Obiezione 2: Inoltre, ogni potenza ha il suo fine proprio, che è la sua perfezione: così il fine della vista è conoscere il visibile; dell'udito, percepire i suoni; e così via. Ma il fine di una cosa è il suo frutto. Dunque il fruire appartiene a ogni potenza, e non solo all'appetito.
Obiezione 3: Inoltre, la fruizione implica un certo diletto. Ma il diletto sensibile appartiene al senso, che si diletta nel suo oggetto: e per la stessa ragione, il diletto intellettuale appartiene all'intelletto. Dunque la fruizione appartiene alla potenza apprensiva, e non a quella appetitiva.
In contrario, Agostino dice (De Doctr. Christ. i, 4; e De Trin. x, 10,11): "Fruire è aderire amorevolmente a qualcosa per se stessa". Ma l'amore appartiene alla potenza appetitiva. Dunque anche il fruire è un atto della potenza appetitiva.

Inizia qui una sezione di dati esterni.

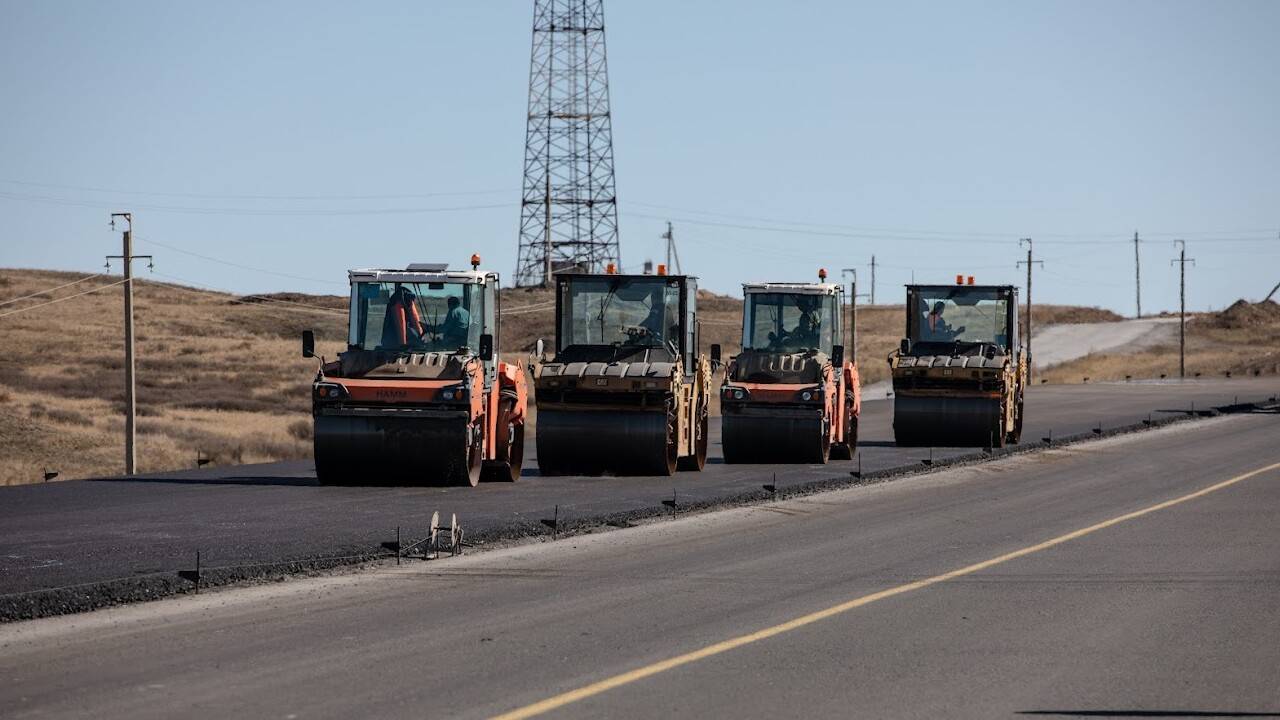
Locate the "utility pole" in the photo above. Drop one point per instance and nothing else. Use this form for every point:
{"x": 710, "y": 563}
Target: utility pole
{"x": 1029, "y": 261}
{"x": 671, "y": 250}
{"x": 873, "y": 281}
{"x": 853, "y": 311}
{"x": 131, "y": 432}
{"x": 1182, "y": 305}
{"x": 1137, "y": 273}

Rispondo che, "Fruitio" [fruizione] e "fructus" [frutto] sembrano riferirsi alla stessa cosa, derivando l'uno dall'altro; quale da quale, non importa al nostro scopo; sebbene sembri probabile che quello che è più chiaramente conosciuto sia stato nominato per primo. Ora, quelle cose sono a noi più manifeste che colpiscono maggiormente i sensi: perciò sembra che la parola "fruizione" sia derivata dai frutti sensibili. Ma il frutto sensibile è ciò che ci aspettiamo che l'albero produca per ultimo, e nel quale si percepisce una certa dolcezza. Quindi la fruizione sembra avere relazione con l'amore, o con il diletto che si ha nel realizzare il termine desiderato, che è il fine. Ora il fine e il bene sono l'oggetto della potenza appetitiva. Perciò è evidente che la fruizione è l'atto della potenza appetitiva.
Risposta all'obiezione 1: Nulla impedisce che una medesima cosa appartenga, sotto diversi aspetti, a diverse potenze. Di conseguenza la visione di Dio, in quanto visione, è un atto dell'intelletto, ma in quanto bene e fine, è l'oggetto della volontà. E come tale è la fruizione di essa: cosicché l'intelletto consegue questo fine come potenza esecutiva, ma la volontà come potenza motiva, muovendo (le potenze) verso il fine e fruendo del fine conseguito.
Risposta all'obiezione 2: La perfezione e il fine di ogni altra potenza sono contenuti nell'oggetto della potenza appetitiva, come il proprio è contenuto nel comune, come detto sopra (Questione [9], Articolo [1]). Quindi la perfezione e il fine di ogni potenza, in quanto è un bene, appartiene alla potenza appetitiva. Perciò la potenza appetitiva muove le altre potenze ai loro fini; ed essa stessa realizza il fine, quando ciascuna di esse raggiunge il fine.
Risposta all'obiezione 3: Nel diletto ci sono due cose: la percezione di ciò che è conveniente; e questo appartiene alla potenza apprensiva; e la compiacenza in ciò che è offerto come conveniente: e questo appartiene alla potenza appetitiva, nella quale potenza il diletto è formalmente completato.